Reputation: 492
Is there any program to change file encoding to UTF-8 programmatically. I have like 1000 files and I want to save them in UTF-8 format in linux.
Thanks.
Upvotes: 2
Views: 1552
Reputation: 12027
iconv
is the tool for the job.
iconv -f original_charset -t utf-8 originalfile > newfile
Upvotes: 2
Reputation: 14064
iconv
will take care of that, use it like this:
iconv -f ISO88591 -t UTF8 in.txt out.txt
where 88591
is the encoding for latin1
, one of the most common 8-bit encodings, which might (or not) be your input encoding.

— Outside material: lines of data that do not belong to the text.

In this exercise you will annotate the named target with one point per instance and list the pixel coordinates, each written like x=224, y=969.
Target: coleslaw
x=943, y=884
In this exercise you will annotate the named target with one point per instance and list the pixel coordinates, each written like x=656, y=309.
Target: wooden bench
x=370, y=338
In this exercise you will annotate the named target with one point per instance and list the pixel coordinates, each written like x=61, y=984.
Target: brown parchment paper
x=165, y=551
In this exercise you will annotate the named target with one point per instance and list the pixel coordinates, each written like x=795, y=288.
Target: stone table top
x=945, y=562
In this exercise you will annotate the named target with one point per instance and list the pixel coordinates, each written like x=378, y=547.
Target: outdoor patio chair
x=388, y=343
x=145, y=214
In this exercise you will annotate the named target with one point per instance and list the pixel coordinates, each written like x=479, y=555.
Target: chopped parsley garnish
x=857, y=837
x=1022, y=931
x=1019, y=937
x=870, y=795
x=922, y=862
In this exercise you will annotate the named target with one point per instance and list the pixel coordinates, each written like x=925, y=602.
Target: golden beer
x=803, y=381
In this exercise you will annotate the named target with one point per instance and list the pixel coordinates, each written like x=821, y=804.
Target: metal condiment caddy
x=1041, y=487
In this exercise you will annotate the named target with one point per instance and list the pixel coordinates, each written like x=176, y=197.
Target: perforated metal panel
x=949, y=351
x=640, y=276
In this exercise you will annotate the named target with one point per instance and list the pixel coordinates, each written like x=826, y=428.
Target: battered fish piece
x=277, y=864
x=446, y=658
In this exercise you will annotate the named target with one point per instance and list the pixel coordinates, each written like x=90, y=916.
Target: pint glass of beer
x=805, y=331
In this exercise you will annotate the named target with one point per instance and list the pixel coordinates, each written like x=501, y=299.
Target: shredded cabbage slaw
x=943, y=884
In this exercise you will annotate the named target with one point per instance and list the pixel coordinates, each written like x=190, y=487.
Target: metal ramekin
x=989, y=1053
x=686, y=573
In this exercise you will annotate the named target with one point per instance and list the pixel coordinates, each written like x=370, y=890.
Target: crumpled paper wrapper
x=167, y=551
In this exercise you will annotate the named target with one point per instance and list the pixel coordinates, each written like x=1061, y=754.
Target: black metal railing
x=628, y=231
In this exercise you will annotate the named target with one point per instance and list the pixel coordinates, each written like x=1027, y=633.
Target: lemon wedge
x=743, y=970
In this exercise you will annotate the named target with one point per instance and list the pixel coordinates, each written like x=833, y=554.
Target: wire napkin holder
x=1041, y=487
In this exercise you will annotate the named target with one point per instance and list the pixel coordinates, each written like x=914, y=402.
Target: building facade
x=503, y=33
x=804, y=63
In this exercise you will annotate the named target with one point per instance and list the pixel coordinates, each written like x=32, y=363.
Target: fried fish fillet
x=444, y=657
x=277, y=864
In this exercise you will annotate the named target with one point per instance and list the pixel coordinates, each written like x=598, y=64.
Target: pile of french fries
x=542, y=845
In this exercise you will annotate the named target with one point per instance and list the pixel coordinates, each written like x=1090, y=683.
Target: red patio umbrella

If you don't know the input charset, you can detect it with the standard file
command or the python based chardet
. For instance:
iconv -f $(file -bi myfile.txt | sed -e 's/.*[ ]charset=//') -t UTF8 in.txt out.txt
You may want to do something more robust than this one liner, like don't process files when encoding is unknown.
From here, to iterate over multiple files, you can do something like
find . -iname *.txt -exec iconv -f ISO88591 -t UTF8 {} {} \;
I didn't check this, so you might want to google iconv and find, read about them here on SO, or simply read their man pages.
Upvotes: 5